Convicted Child Killer Joseph Duncan to Represent Himself at Death Penalty Hearing

Convicted child-killer Joseph Edward Duncan III may represent himself in his death penalty hearing, a federal judge ruled Monday.

U.S. District Judge Edward Lodge made the ruling after repeatedly questioning Duncan about his wishes, and asking him if he had any reservations about representing himself.

"I'm not a perfect person and I make mistakes sometime," Duncan told the judge. "My only reservation is that I'm a human being."

A jury at the death penalty hearing will decide whether Duncan is sentenced to death or will spend life in prison without parole on three of 10 federal charges related to the 2005 kidnapping of two northern Idaho children and the slaying of one of them. Jury selection is to resume on Aug. 6, Lodge said.

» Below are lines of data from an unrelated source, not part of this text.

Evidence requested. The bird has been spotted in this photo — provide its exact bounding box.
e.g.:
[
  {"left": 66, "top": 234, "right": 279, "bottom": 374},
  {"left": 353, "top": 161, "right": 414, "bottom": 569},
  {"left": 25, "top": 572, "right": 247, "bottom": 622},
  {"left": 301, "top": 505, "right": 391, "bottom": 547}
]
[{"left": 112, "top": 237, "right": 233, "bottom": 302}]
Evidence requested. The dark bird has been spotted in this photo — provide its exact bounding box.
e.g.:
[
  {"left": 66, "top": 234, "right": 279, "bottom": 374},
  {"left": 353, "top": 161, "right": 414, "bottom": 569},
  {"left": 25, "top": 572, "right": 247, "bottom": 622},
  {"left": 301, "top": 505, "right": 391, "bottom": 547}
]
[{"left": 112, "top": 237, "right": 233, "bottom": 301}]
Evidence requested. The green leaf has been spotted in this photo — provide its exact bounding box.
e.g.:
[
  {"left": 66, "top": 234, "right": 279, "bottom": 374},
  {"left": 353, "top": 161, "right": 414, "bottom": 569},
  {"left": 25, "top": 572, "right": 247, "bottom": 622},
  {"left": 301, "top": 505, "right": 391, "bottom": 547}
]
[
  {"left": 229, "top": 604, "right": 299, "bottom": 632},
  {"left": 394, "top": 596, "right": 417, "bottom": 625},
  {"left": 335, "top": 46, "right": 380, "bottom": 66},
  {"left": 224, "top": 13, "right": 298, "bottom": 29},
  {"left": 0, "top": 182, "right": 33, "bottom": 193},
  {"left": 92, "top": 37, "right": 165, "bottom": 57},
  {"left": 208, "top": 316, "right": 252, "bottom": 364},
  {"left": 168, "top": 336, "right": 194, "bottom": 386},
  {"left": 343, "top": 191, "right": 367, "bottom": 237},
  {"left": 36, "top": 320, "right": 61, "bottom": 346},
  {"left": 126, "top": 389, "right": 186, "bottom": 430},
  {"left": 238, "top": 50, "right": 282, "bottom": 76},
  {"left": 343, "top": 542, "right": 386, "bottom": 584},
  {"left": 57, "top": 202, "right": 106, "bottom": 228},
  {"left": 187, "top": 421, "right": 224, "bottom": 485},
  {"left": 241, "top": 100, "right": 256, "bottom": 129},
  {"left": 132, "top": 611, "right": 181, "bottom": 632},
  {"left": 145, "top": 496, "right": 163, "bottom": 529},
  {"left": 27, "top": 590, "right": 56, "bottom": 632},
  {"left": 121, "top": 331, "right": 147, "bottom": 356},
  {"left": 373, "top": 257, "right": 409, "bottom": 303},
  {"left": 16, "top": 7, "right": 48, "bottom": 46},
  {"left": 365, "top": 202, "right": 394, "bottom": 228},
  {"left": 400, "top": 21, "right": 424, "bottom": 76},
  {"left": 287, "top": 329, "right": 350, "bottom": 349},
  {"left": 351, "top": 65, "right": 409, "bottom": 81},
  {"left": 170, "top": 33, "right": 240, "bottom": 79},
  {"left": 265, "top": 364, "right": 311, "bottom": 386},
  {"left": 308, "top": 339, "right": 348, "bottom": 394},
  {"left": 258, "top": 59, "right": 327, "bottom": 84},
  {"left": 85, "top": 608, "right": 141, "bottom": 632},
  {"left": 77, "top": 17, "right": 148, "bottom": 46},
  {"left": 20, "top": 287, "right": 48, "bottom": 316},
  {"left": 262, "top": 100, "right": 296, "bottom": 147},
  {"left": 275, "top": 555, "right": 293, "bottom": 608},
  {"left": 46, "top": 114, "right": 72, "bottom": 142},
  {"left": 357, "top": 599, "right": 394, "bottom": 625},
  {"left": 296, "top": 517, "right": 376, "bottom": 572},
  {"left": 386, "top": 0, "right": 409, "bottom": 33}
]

In May, Lodge suspended the sentencing after Duncan asked for permission to dump his team of lawyers and serve as his own attorney. Lodge ordered a series of mental health evaluations, then ruled last week that Duncan is at least mentally competent to take part in the sentencing phase of the case.

"Based upon your representation to the court, your education and the finding that I made last week, you do have a 6th Amendment right to represent yourself," Lodge said Monday. "You're competent to make that decision."

Duncan's defense team — Judy Clarke, Mark Larranaga and Thomas Monaghan — will remain in court as Duncan's "standby lawyers," Lodge said. They will serve as a legal resource for Duncan but will not be allowed to represent him as long as he is representing himself.

Lodge also warned Duncan that he'd get no special help from the bench and would be held to the same strict court rules as everyone else. He also said he would order Clarke, Larranaga and Monaghan to resume their roles as Duncan's attorneys if Duncan cannot adequately represent himself.

Earlier this year, Duncan said he wanted to be his own lawyer because his attorneys couldn't ethically represent his "ideologies," though he gave no clue as to what those ideologies were. When Lodge warned him again that he wouldn't be able to argue any ideologies unless they are backed by evidence and properly presented to the court, Duncan tried to reassure him.

"I just want to try and represent what I believe," Duncan said. "But I want to do that within the rules or the law and I want to try to do that without causing any problems."

Duncan, a convicted pedophile from Tacoma, Wash., pleaded guilty in December to the federal charges related to the kidnapping of Shasta Groene, then 8, and her brother Dylan, 9. The children were taken from their Coeur d'Alene home in May 2005 after Duncan fatally bludgeoned the children's mother, Brenda Groene, their 13-year-old brother Slade, and the mother's fiance, Mark McKenzie.

Both children were sexually abused before Duncan shot and killed Dylan at a campsite in western Montana. Shasta was rescued on July 2, 2005, when a waitress spotted Duncan and the girl in a Coeur d'Alene restaurant.

Duncan earlier pleaded guilty in state court to murdering McKenzie and Slade and Brenda Groene. Sentencing on those state counts is not at issue here.